Once many years ago I presented a top 10 list for philosophy of sound in the church. Ok… being a software engineer in one of my incarnations allows me to count down to zero, so there isn’t a mistake in the numbering. This is that list:
10. Practice. Practice mixing. Practice listening. Practice with your processors. Practice Practicing.
9. Practice listening some more. And listen to different styles: rock, classical, country, talk, gospel, choral, etc. Listen to them at your church over your system.
8. Don’t believe the soloist who says their accompaniment tape is “all cued up.”
7. Know your signal path ‑ be able to describe the *entire* path to someone both forward AND backwards.
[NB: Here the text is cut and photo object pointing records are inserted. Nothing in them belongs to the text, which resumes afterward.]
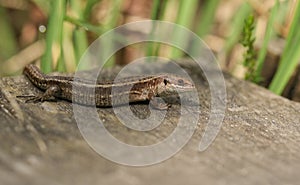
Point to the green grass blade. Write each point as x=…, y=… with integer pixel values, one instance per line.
x=186, y=11
x=268, y=35
x=8, y=44
x=207, y=17
x=54, y=35
x=290, y=57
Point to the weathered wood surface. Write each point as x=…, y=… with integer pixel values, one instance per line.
x=259, y=142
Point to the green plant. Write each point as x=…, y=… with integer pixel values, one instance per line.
x=247, y=41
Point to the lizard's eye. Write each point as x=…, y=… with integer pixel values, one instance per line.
x=180, y=82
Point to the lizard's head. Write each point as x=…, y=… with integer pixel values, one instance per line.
x=171, y=84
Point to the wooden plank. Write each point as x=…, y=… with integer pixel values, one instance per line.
x=257, y=144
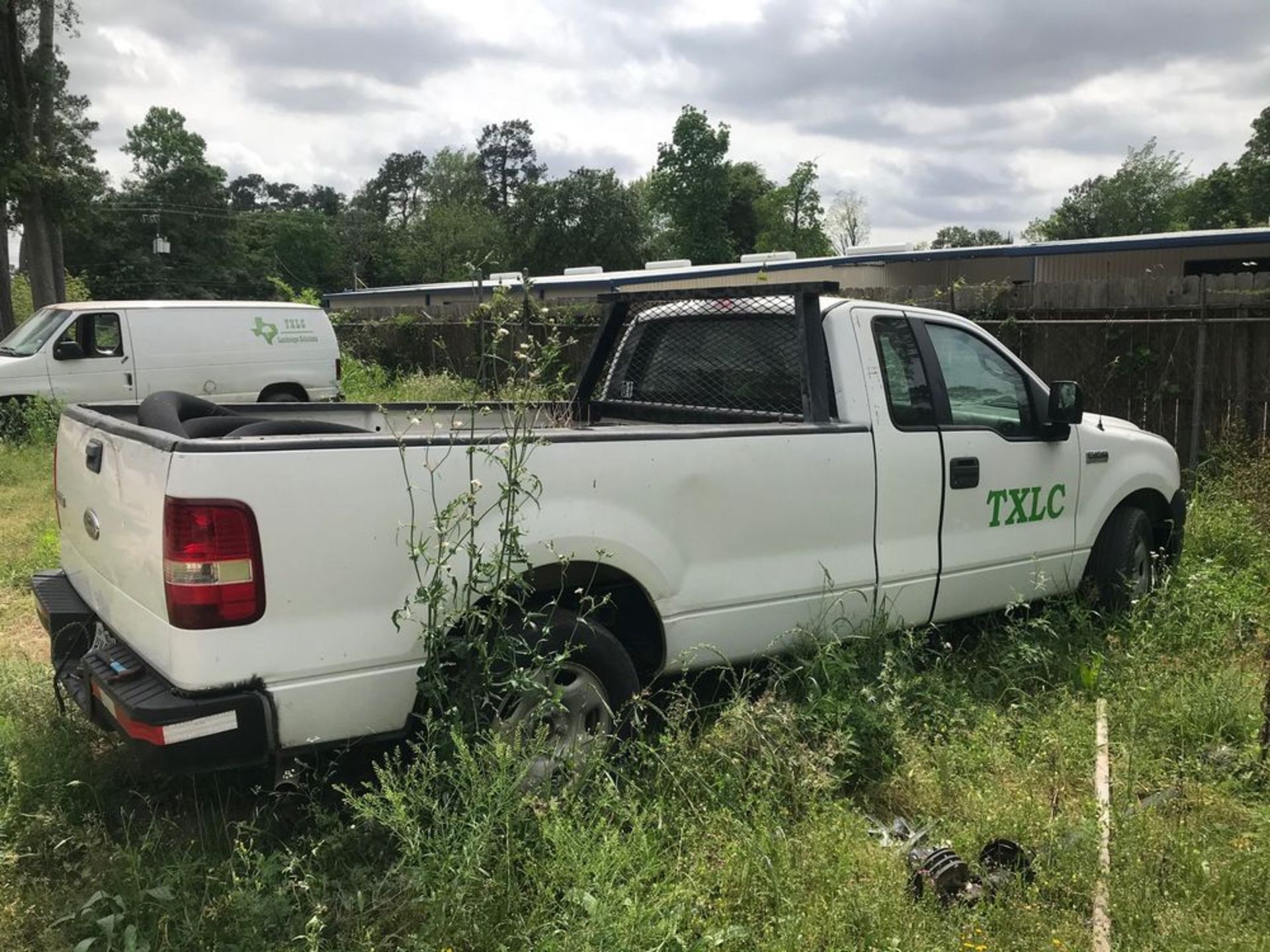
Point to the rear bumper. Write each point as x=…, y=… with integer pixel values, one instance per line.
x=168, y=729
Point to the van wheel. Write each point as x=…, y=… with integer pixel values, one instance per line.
x=282, y=395
x=1122, y=564
x=579, y=705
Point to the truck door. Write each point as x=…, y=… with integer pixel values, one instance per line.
x=907, y=461
x=91, y=361
x=1010, y=489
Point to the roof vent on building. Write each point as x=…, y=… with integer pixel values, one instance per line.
x=879, y=249
x=762, y=257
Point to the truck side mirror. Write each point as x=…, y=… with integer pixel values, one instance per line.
x=67, y=350
x=1066, y=403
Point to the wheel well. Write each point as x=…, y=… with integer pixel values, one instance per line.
x=292, y=389
x=1156, y=507
x=621, y=606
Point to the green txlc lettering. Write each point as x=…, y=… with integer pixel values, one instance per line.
x=1025, y=504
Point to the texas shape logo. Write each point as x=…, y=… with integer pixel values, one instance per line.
x=265, y=329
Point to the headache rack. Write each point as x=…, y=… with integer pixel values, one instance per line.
x=743, y=354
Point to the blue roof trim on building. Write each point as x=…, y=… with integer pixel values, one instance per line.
x=615, y=281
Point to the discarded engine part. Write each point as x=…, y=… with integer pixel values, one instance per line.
x=900, y=834
x=945, y=873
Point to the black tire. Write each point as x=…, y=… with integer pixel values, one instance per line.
x=280, y=397
x=595, y=659
x=1122, y=564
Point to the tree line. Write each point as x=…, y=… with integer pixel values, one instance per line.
x=179, y=226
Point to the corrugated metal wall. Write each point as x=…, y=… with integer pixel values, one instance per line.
x=1164, y=262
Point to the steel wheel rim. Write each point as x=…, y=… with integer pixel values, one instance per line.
x=578, y=723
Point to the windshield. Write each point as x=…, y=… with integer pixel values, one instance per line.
x=32, y=334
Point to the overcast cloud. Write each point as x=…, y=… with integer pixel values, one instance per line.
x=940, y=112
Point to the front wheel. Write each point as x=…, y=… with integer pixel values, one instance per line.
x=1122, y=564
x=573, y=710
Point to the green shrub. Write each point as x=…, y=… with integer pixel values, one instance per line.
x=28, y=420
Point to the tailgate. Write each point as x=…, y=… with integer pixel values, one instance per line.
x=110, y=498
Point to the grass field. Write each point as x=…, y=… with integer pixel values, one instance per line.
x=743, y=824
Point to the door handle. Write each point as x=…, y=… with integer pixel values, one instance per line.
x=964, y=473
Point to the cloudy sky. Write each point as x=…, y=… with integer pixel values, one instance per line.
x=976, y=112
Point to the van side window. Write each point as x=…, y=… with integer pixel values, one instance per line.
x=908, y=395
x=984, y=389
x=99, y=334
x=106, y=335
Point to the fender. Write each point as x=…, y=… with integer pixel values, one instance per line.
x=630, y=543
x=1136, y=461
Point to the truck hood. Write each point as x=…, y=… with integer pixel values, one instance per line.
x=1111, y=423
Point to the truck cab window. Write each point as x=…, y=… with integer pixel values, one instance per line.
x=745, y=364
x=908, y=395
x=984, y=389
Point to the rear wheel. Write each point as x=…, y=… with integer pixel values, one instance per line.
x=1122, y=565
x=573, y=711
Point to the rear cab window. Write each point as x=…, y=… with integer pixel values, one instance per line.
x=709, y=360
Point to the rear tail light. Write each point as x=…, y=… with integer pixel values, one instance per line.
x=211, y=564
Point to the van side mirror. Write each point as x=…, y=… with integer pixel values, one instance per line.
x=67, y=350
x=1066, y=403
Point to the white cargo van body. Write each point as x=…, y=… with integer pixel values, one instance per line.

Learn what every control along that path does. Learn the strengths and limitations of your gear.
6. Don’t over‑process. Many times processing (whether EQ, compression, effects, etc) are used to fix problems that could have been avoided by proper technique.
5. Learn your stage. Know what the people on the stage have to deal with when they are preaching, leading performing, etc. Figure out how much gain you have to work with before feedback, where the dead spots and hot spots are.
4. Learn your floor. Know what it sounds like in the front row center vs. rear stage right vs. balcony. Know what music sounds like vs. spoken word. Learn what it sounds like empty vs. filled. Know how the sound decays, which instruments/voices sound good and which sound bad. (see Practice listening above)
3. Use good technique. Good mic technique, gain setting, gain structuring of the PA, panning and EQ will prevent a lot of problems that would otherwise have to be fixed further downstream.
2. Don’t assume that just because the pastor starts preaching you can sit back and relax.
1. Be systematic. Have a fixed system for startup, shutdown, sound check, etc. Make sure it uses good principles and stick to it.
0. Develop relationships. Really get to know the pastor and WL. What their beliefs about worship are. How they like to approach services. Be available for rehearsals. You’ll learn how the musos and vocalists work and what to expect from them. They’ll benefit from your feedback (as opposed to the system’s, that is). You’ll be able to anticipate problems and have fewer surprises.
You might think I left out something important in this list: prayer. That’s because it’s not *one* of the items. It is EVERY item on my list. Everything you do needs to be bathed liberally in prayer. Pray for calm. Pray for patience. Pray for God’s glorification. Pray that your work is a fit offering. For the Congregation. Pastor. Choir…. you get the idea. :‑)
There are so many “top 10’s” possible that it’s not even funny. Top 10 for EQ, monitoring, mic’ing, etc., etc., so I focused on your request for sound philosophy. I’d suggest doing a search of the archives for any specific type of technical application such as gain or compression, etc. The important thing is to keep calm and bite off just a bit at a time. Especially as you are learning, keep things simple and stick to the basics.